The most plausible explanation is that an array of transforming investments and technologies – the interstate highway system, widespread air travel and the expansion of electronics – were spurs to growth during the postwar period.

And, he also argues for selective policy intervention—identification of investments that stimulate demand in the short run and positively affect productivity in the long run. Does not this sound familiar, like industrial policy, to which Summers is so opposed to. See this as well.(This is exactly what Senator Obama has been arguing for in his campaign speeches).

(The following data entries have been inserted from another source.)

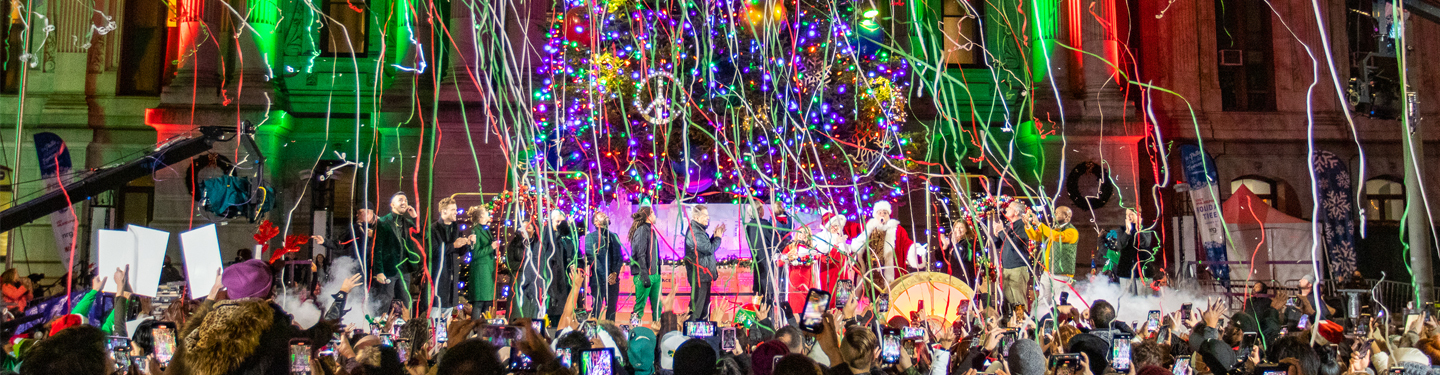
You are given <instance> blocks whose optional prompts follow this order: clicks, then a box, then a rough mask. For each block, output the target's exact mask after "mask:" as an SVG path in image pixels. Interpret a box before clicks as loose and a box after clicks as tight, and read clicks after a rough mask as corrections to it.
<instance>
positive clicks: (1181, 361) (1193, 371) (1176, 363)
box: [1171, 355, 1195, 375]
mask: <svg viewBox="0 0 1440 375" xmlns="http://www.w3.org/2000/svg"><path fill="white" fill-rule="evenodd" d="M1171 374H1172V375H1195V369H1194V368H1191V366H1189V356H1188V355H1179V356H1175V365H1174V366H1171Z"/></svg>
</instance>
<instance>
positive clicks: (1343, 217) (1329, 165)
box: [1310, 151, 1355, 280]
mask: <svg viewBox="0 0 1440 375" xmlns="http://www.w3.org/2000/svg"><path fill="white" fill-rule="evenodd" d="M1310 164H1312V166H1313V167H1315V182H1316V183H1319V185H1318V188H1319V192H1320V215H1319V216H1318V218H1316V219H1318V221H1320V225H1322V231H1323V232H1322V234H1325V239H1323V241H1325V250H1326V258H1328V261H1329V264H1331V267H1329V268H1331V280H1345V278H1346V277H1348V275H1349V274H1351V273H1355V200H1354V199H1352V196H1351V180H1349V167H1348V166H1346V164H1345V160H1341V157H1339V156H1335V154H1333V153H1331V151H1315V160H1310Z"/></svg>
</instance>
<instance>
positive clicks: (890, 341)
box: [880, 327, 900, 365]
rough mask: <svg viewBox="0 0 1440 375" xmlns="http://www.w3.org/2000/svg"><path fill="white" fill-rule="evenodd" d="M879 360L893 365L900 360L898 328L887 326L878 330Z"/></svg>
mask: <svg viewBox="0 0 1440 375" xmlns="http://www.w3.org/2000/svg"><path fill="white" fill-rule="evenodd" d="M880 362H881V363H886V365H894V363H899V362H900V330H899V329H893V327H887V329H881V332H880Z"/></svg>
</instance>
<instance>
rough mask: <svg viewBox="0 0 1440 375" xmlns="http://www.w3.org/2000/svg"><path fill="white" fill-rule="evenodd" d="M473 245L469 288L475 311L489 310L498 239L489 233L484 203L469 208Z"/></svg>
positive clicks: (471, 247) (470, 294)
mask: <svg viewBox="0 0 1440 375" xmlns="http://www.w3.org/2000/svg"><path fill="white" fill-rule="evenodd" d="M469 219H471V222H472V225H474V226H471V231H474V239H475V245H474V247H471V251H474V252H471V257H469V290H471V294H469V296H474V297H475V300H474V301H472V303H474V307H475V312H477V313H484V312H490V309H491V306H492V304H494V301H495V251H498V250H500V241H495V238H494V235H491V234H490V209H488V208H487V206H484V205H480V206H472V208H469Z"/></svg>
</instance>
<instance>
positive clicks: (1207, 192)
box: [1179, 144, 1230, 284]
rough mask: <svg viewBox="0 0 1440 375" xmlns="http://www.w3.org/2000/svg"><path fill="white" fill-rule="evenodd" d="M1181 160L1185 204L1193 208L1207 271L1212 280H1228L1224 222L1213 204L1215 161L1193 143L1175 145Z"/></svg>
mask: <svg viewBox="0 0 1440 375" xmlns="http://www.w3.org/2000/svg"><path fill="white" fill-rule="evenodd" d="M1179 154H1181V157H1182V159H1184V162H1185V183H1188V185H1189V203H1191V205H1192V206H1194V209H1195V225H1197V226H1198V228H1200V242H1201V244H1202V245H1204V247H1205V255H1207V260H1205V261H1207V263H1210V273H1211V274H1214V277H1215V280H1220V281H1221V283H1225V284H1228V283H1230V264H1228V261H1230V260H1228V258H1230V257H1227V255H1225V224H1224V222H1223V221H1221V216H1220V205H1218V203H1215V202H1217V200H1215V199H1217V198H1218V195H1217V193H1215V179H1217V177H1215V162H1214V160H1211V159H1210V156H1207V154H1205V151H1202V150H1200V147H1195V146H1194V144H1185V146H1181V147H1179Z"/></svg>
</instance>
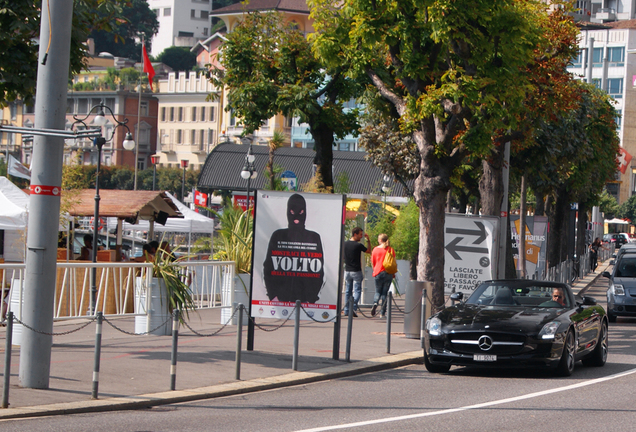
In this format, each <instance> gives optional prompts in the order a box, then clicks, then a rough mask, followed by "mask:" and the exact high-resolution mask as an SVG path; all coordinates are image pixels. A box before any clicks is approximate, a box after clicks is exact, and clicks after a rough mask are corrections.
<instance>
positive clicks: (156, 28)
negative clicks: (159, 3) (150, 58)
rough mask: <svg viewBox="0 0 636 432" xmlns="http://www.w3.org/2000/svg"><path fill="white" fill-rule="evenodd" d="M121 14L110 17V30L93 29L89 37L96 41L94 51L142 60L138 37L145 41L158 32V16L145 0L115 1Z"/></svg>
mask: <svg viewBox="0 0 636 432" xmlns="http://www.w3.org/2000/svg"><path fill="white" fill-rule="evenodd" d="M114 3H115V4H117V5H118V6H119V7H120V8H121V14H118V15H117V16H116V17H112V18H111V19H112V21H111V24H110V27H111V28H110V29H98V28H96V29H93V31H92V32H91V34H90V37H92V38H93V40H94V41H95V52H96V54H99V53H100V52H108V53H110V54H112V55H114V56H117V57H126V58H130V59H133V60H136V61H141V43H140V40H139V39H140V36H141V35H143V36H144V38H145V40H146V42H150V41H151V40H152V37H153V36H154V35H155V34H156V33H157V31H159V22H158V21H157V15H156V14H155V13H154V12H153V11H152V10H151V9H150V7H149V6H148V2H147V1H146V0H116V1H115V2H114Z"/></svg>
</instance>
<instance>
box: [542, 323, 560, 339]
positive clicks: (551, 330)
mask: <svg viewBox="0 0 636 432" xmlns="http://www.w3.org/2000/svg"><path fill="white" fill-rule="evenodd" d="M558 329H559V323H558V322H556V321H552V322H549V323H547V324H546V325H544V326H543V328H542V329H541V331H540V332H539V338H540V339H554V337H555V336H556V332H557V330H558Z"/></svg>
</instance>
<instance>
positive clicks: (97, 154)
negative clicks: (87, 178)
mask: <svg viewBox="0 0 636 432" xmlns="http://www.w3.org/2000/svg"><path fill="white" fill-rule="evenodd" d="M104 108H105V109H107V110H108V112H109V114H110V115H111V117H112V118H113V120H114V121H115V123H116V126H115V127H114V128H113V131H112V133H111V136H110V137H108V139H106V138H104V137H103V136H101V134H100V136H97V137H95V138H93V144H94V145H95V147H97V171H96V172H95V209H94V214H93V256H92V257H91V258H92V259H91V261H92V262H93V267H92V268H91V291H90V305H89V309H88V315H89V316H93V315H95V312H96V304H95V302H96V299H97V285H96V284H97V282H96V281H97V266H96V265H95V264H96V263H97V240H98V238H97V237H98V235H99V233H98V231H99V201H100V197H99V170H100V168H101V166H102V148H103V147H104V144H106V142H107V141H110V140H112V139H113V137H114V136H115V131H116V130H117V128H118V127H120V126H122V127H124V128H125V129H126V131H127V133H126V137H125V139H124V142H123V146H124V149H126V150H132V149H134V148H135V141H133V138H132V134H131V133H130V129H129V128H128V126H127V125H126V123H127V122H128V119H125V120H124V121H119V120H117V118H116V117H115V114H114V113H113V111H112V110H111V109H110V108H109V107H107V106H105V105H103V104H100V105H96V106H94V107H92V108H91V109H90V110H89V111H88V114H86V116H85V117H82V118H78V117H77V116H76V115H74V116H73V118H74V119H75V123H73V126H75V125H76V124H82V125H84V127H86V122H85V121H86V119H87V118H88V117H89V116H90V115H91V114H92V113H93V112H94V111H96V110H97V111H98V112H97V116H95V118H94V119H93V124H95V125H96V126H98V127H100V128H101V127H102V126H104V125H105V124H106V122H107V120H106V117H105V116H104Z"/></svg>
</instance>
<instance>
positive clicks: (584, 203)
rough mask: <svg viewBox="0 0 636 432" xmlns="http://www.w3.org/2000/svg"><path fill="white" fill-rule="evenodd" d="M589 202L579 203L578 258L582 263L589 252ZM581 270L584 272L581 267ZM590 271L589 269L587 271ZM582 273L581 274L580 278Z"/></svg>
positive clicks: (576, 250) (576, 251)
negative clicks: (588, 242)
mask: <svg viewBox="0 0 636 432" xmlns="http://www.w3.org/2000/svg"><path fill="white" fill-rule="evenodd" d="M587 210H588V205H587V202H579V212H578V213H579V217H578V220H577V223H576V256H577V258H578V259H579V263H581V262H582V261H581V258H583V255H585V252H586V250H587ZM579 269H580V270H583V269H582V268H581V267H579ZM585 270H588V269H585ZM580 275H581V273H579V276H580Z"/></svg>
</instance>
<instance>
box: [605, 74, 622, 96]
mask: <svg viewBox="0 0 636 432" xmlns="http://www.w3.org/2000/svg"><path fill="white" fill-rule="evenodd" d="M607 93H609V95H610V96H612V97H613V98H614V99H620V98H622V97H623V78H608V79H607Z"/></svg>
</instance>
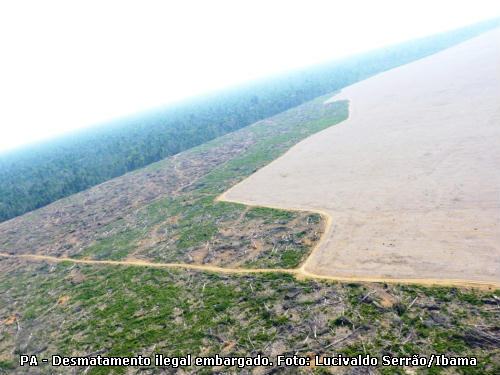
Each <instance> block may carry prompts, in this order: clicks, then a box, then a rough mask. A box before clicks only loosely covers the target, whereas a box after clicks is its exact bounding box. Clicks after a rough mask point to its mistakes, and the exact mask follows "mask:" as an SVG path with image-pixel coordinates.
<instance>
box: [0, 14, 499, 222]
mask: <svg viewBox="0 0 500 375" xmlns="http://www.w3.org/2000/svg"><path fill="white" fill-rule="evenodd" d="M499 25H500V20H499V19H496V20H491V21H487V22H482V23H480V24H476V25H473V26H469V27H465V28H461V29H458V30H454V31H451V32H446V33H442V34H438V35H435V36H432V37H426V38H422V39H418V40H414V41H411V42H406V43H402V44H399V45H396V46H392V47H389V48H384V49H379V50H375V51H371V52H369V53H364V54H361V55H357V56H353V57H350V58H345V59H342V60H338V61H334V62H330V63H326V64H322V65H317V66H313V67H309V68H306V69H300V70H296V71H294V72H291V73H287V74H284V75H280V76H275V77H271V78H267V79H262V80H259V81H255V82H252V83H249V84H246V85H241V86H239V87H234V88H231V89H227V90H223V91H219V92H216V93H213V94H210V95H205V96H202V97H197V98H194V99H189V100H185V101H183V102H180V103H177V104H173V105H169V106H166V107H164V108H158V109H155V110H151V111H147V112H142V113H139V114H135V115H132V116H128V117H126V118H122V119H117V120H115V121H112V122H109V123H106V124H100V125H99V126H94V127H91V128H87V129H85V130H81V131H77V132H73V133H71V134H67V135H65V136H61V137H58V138H56V139H53V140H51V141H46V142H43V143H39V144H36V145H31V146H29V147H24V148H19V149H17V150H15V151H10V152H8V153H4V154H0V221H5V220H7V219H10V218H12V217H15V216H18V215H21V214H23V213H25V212H28V211H31V210H34V209H36V208H39V207H42V206H44V205H47V204H49V203H51V202H53V201H55V200H57V199H60V198H63V197H66V196H68V195H71V194H74V193H76V192H79V191H82V190H85V189H87V188H89V187H91V186H94V185H97V184H99V183H101V182H104V181H106V180H109V179H111V178H113V177H117V176H120V175H123V174H124V173H127V172H129V171H133V170H134V169H137V168H141V167H143V166H146V165H148V164H150V163H152V162H155V161H158V160H160V159H163V158H165V157H168V156H171V155H174V154H176V153H179V152H181V151H183V150H186V149H189V148H191V147H194V146H196V145H199V144H202V143H204V142H207V141H209V140H211V139H213V138H216V137H218V136H221V135H223V134H226V133H228V132H232V131H234V130H237V129H239V128H242V127H244V126H247V125H249V124H251V123H253V122H256V121H258V120H261V119H264V118H266V117H269V116H272V115H275V114H277V113H279V112H282V111H285V110H287V109H289V108H291V107H294V106H297V105H299V104H302V103H304V102H306V101H308V100H311V99H313V98H315V97H318V96H320V95H324V94H327V93H330V92H334V91H336V90H339V89H341V88H343V87H346V86H348V85H350V84H352V83H355V82H357V81H359V80H362V79H365V78H367V77H369V76H371V75H373V74H376V73H379V72H382V71H384V70H388V69H391V68H394V67H397V66H399V65H402V64H405V63H408V62H410V61H414V60H416V59H419V58H422V57H425V56H427V55H430V54H432V53H435V52H437V51H439V50H442V49H444V48H447V47H450V46H452V45H454V44H456V43H459V42H461V41H464V40H466V39H468V38H471V37H474V36H476V35H478V34H480V33H481V32H484V31H487V30H489V29H492V28H493V27H496V26H499ZM325 48H335V46H330V47H328V46H326V47H325ZM27 110H29V108H27ZM7 126H8V124H7Z"/></svg>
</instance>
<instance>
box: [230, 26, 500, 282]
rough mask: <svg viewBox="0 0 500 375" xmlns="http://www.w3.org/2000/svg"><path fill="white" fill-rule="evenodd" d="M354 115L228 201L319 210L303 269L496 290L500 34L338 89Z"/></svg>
mask: <svg viewBox="0 0 500 375" xmlns="http://www.w3.org/2000/svg"><path fill="white" fill-rule="evenodd" d="M345 99H347V100H349V103H350V113H349V118H348V119H347V120H346V121H344V122H343V123H340V124H339V125H337V126H335V127H331V128H328V129H326V130H323V131H322V132H320V133H317V134H315V135H313V136H311V137H309V138H307V139H305V140H304V141H302V142H300V143H299V144H297V145H296V146H294V147H293V148H292V149H290V150H289V151H288V152H287V153H286V154H285V155H283V156H282V157H281V158H279V159H277V160H275V161H274V162H272V163H271V164H269V165H268V166H266V167H264V168H262V169H260V170H259V171H258V172H256V173H255V174H253V175H252V176H250V177H249V178H247V179H246V180H244V181H242V182H241V183H239V184H238V185H236V186H235V187H233V188H232V189H230V190H229V191H228V192H226V194H225V195H224V196H223V199H227V200H230V201H238V202H244V203H247V204H255V205H267V206H273V207H278V208H298V209H306V210H312V211H314V210H316V211H322V212H325V213H326V214H328V215H329V216H330V218H331V225H330V227H329V228H328V230H327V232H326V233H325V237H324V239H323V241H322V242H321V245H319V246H318V247H317V248H316V249H315V250H314V252H313V253H312V255H311V256H310V257H309V258H308V260H307V262H306V263H305V264H304V266H303V268H304V270H305V271H306V272H310V273H315V274H320V275H328V276H333V277H366V278H395V279H440V280H470V281H485V282H493V283H498V282H500V169H499V168H498V166H499V165H500V30H498V29H497V30H494V31H491V32H488V33H486V34H483V35H482V36H479V37H476V38H474V39H471V40H469V41H467V42H464V43H462V44H460V45H458V46H455V47H453V48H450V49H448V50H445V51H442V52H440V53H438V54H435V55H433V56H430V57H427V58H424V59H422V60H419V61H416V62H414V63H411V64H408V65H405V66H402V67H399V68H396V69H393V70H390V71H387V72H385V73H382V74H379V75H377V76H375V77H372V78H370V79H367V80H365V81H362V82H359V83H357V84H354V85H352V86H349V87H347V88H346V89H344V90H342V92H341V93H340V94H338V95H336V96H334V97H333V98H331V99H330V100H329V101H330V102H331V101H337V100H345Z"/></svg>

So there is a need to ensure that the pressure to increase spending is directed at areas where it will have the most transformational impact. We need to identify those investments that stimulate demand in the short run and have a positive impact on productivity. These include renewable energy technologies and the infrastructure to support them, the broader application of biotechnologies and expanding broadband connectivity, an area where the US has fallen behind.

All of these considerations suggest that the pendulum will swing – and should swing – towards an enhanced role for government in saving the market system from its excesses and inadequacies. Policymakers need to be attentive to potential government flaws as well. For example, they need to recognise that, even as events compel larger deficits in the short run, they reinforce the need for longer-term measures to keep government finances on a sound footing. They must also be wary of measures that have a short-term superficial appeal, yet have adverse long-term consequences.

Nepal at a loss of $256 million due to financial crisis

$256.16 million is the amount of loss the Nepali manufacturing sector will have to incur because of the global financial crisis (and ensuing economic slowdown). This estimate comes from the Confederation of Nepalese Industries (CNI). Though not a huge sum in terms of the scale of bail out package in the West, this means a lot to an economy with GDP amounting to US$ 42 billion. Also, this number accounts for just the manufacturing sector. The main sectors to be hit hard will be tourism sector, and possible hydropower—the two most prioritized sectors that could lead to stimulation of economic growth in the short and medium term. Moreover, melting purchasing power of customers in the West mean less demand for exportable products from Nepal. This loss will be much more higher and severe than the number CNI came up with. In Nepal, the effect will be seen in full scale in late 2009/early 2010 if the financial meltdown in the West reaches its nadir by this end of this year.

The industries that are hit hard now are iron, plastic, edible oil, metals an other manufacturing industries. It is also expected to affect tourism sector, FDI, housing and financial transactions and remittance inflow. This will pose a challenge in meeting the expected revenue for the current fiscal years, as was outlined by the Finance Minister in his budget speech.

The recent decision by the central bank to increase reserve ratio from 10 to 20% has worried investors because of potential tightening of credit market. Due to series of collapse of banks in recent months in the US and EU, the Nepali government increased reserve ratio by 10 percentage point to avert bank failures in Nepal. However, it seems that it comes with high opportunity cost of high cost of borrowing/finance for the private sector, the engine of growth for the economy.